2024 projection: 38th in SP+, 9.1 average wins (5.8 in MWC)
It’s easy to feel underwhelmed by a promote-the-interim hire. An athletic director likely enters a hot-seat situation with a list of potential head coach replacements in mind, and to eschew long-term thinking because a fill-in coach had a good month or so feels short-sighted.
But in this era when it’s possible to lose a humongous chunk of your roster in a heartbeat, it certainly makes sense. Hire the guy on the hot streak — he’s probably cheaper than some of the other candidates, anyway — and hope he keeps the roster together. If he doesn’t, return to the list in a couple of years.

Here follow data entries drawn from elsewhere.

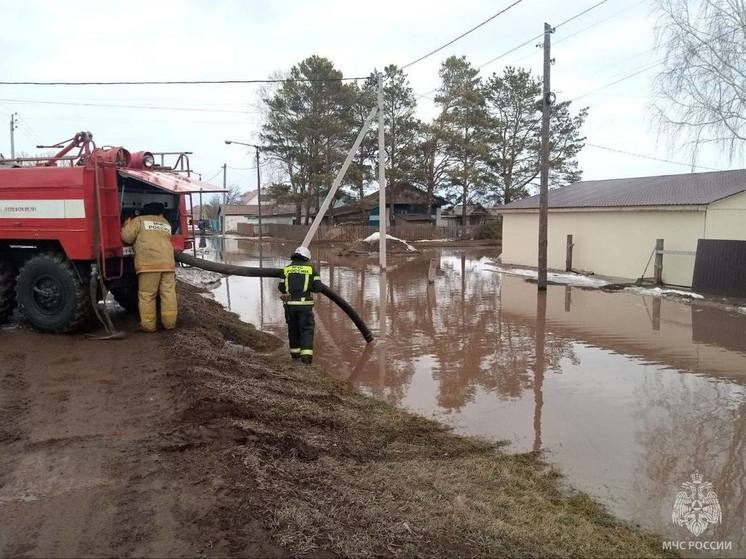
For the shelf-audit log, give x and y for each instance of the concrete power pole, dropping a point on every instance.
(546, 103)
(225, 200)
(13, 128)
(382, 217)
(259, 202)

Boise State went down that route, firing Avalos in mid-November and handing the interim reins to Spencer Danielson. When Danielson’s Broncos won three straight seemingly out of nowhere, with an MWC championship blowout of UNLV, Danielson got the full-time job. He then proceeded to keep a good percentage of the roster together and added some high-upside transfers, most notably former five-star recruit Malachi Nelson. So far, so good.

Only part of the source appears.